Blue is a Breed of Darkness

by Bottomfeeder



Category: Once Upon A Time In Hollywood (2019)
Genre: Character Study, M/M
Language: English
Status: Completed
Published: 2020-12-18
Updated: 2020-12-18
Packaged: 2021-03-11 02:20:22
Rating: Teen And Up Audiences
Warnings: No Archive Warnings Apply
Chapters: 1
Words: 1,464
Publisher: archiveofourown.org
Story URL: https://archiveofourown.org/works/28147479
Author URL: https://archiveofourown.org/users/Bottomfeeder/pseuds/Bottomfeeder
Summary: That scene where Cliff is driving around after dropping Rick home for the day struck me as kind of insane. The way he drives, the look on his face.And all the blue. There was a lot of blue (at least that’s how I remember it) and I’ve been obsessing over what one might read into it ever since I saw the movie.
Relationships: Cliff Booth/Rick Dalton
Comments: 9
Kudos: 14
Collections: Yuletide 2020





	Blue is a Breed of Darkness

**Author's Note:**

  * For [k8andrewz](https://archiveofourown.org/users/k8andrewz/gifts).



> Thank you to my recipient for a very reasonable and laid-back prompt that conveniently matches my own interests with this fandom. I hope you enjoy.
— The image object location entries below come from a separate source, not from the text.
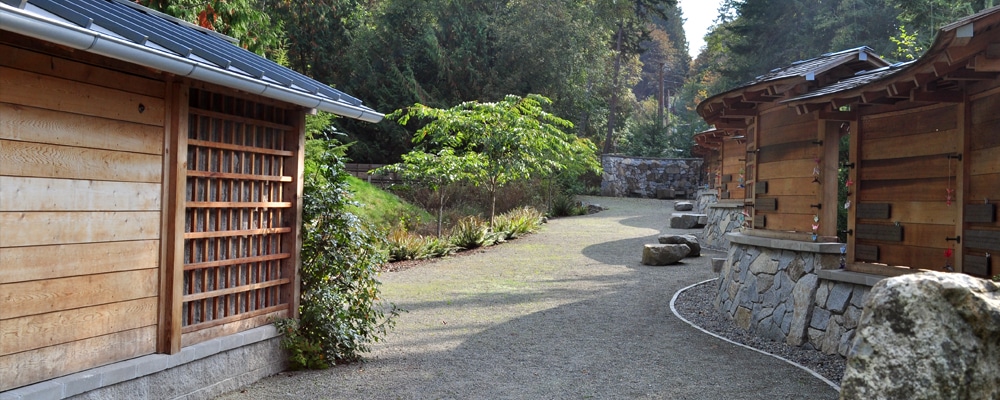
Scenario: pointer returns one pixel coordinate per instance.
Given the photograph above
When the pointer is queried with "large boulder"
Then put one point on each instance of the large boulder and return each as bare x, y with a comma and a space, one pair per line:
690, 240
664, 254
930, 335
683, 206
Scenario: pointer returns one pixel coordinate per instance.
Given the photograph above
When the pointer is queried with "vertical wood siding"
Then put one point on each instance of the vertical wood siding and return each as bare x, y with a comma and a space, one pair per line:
80, 204
903, 157
238, 234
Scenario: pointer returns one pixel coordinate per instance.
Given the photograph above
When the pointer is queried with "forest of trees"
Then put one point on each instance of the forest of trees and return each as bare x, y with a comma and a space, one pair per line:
600, 61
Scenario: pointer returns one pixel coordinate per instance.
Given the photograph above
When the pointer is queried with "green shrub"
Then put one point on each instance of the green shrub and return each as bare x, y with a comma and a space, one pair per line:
565, 206
470, 233
303, 353
517, 222
403, 245
340, 311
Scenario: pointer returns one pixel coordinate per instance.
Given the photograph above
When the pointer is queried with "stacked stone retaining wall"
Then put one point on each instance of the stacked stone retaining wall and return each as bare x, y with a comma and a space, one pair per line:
642, 177
775, 290
723, 218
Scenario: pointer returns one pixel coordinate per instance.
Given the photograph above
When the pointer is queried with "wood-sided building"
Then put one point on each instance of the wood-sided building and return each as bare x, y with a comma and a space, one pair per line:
772, 159
150, 185
924, 155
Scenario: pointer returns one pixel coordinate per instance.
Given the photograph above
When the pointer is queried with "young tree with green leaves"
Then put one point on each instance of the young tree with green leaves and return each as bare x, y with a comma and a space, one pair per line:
436, 172
516, 138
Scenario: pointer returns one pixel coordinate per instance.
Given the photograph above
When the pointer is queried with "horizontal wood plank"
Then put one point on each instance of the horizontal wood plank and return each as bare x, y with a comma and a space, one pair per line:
62, 261
801, 168
980, 213
983, 188
900, 255
49, 362
47, 194
792, 187
925, 144
984, 135
982, 239
43, 330
30, 124
931, 190
788, 152
802, 131
53, 161
28, 60
986, 161
48, 228
42, 91
935, 166
936, 118
39, 297
217, 331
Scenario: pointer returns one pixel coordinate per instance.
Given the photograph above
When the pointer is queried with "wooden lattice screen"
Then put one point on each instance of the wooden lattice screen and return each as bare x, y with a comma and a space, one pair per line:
238, 207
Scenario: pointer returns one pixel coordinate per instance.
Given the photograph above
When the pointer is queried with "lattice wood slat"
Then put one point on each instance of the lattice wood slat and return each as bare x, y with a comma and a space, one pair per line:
233, 240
At the last of the daylight slips away, Cliff’s thin layer of humanity goes with it. He’s a chameleon’s demonic blue cousin (despite the loyal dog that he is): Old skin of head-to-toe denim. Once-sellable pale blue dream of a sports car. Eyes that shine mirror-bright when sunlight can catch them. Soul as worn-down and shredded as his favorite pair of jeans. Cliff’s blue from eyes to ankles, with a mood to match. He’s a flat blue shadow bleeding into a flat blue sky. The point is to keep driving until he stops thinking about whether he’s more of a dotted outline of a man, rather than the real thing. Whether he’s even made of the same flesh and blood. Until he stops thinking about how bleeding for, and even because of, Rick, makes Cliff feel closer to real.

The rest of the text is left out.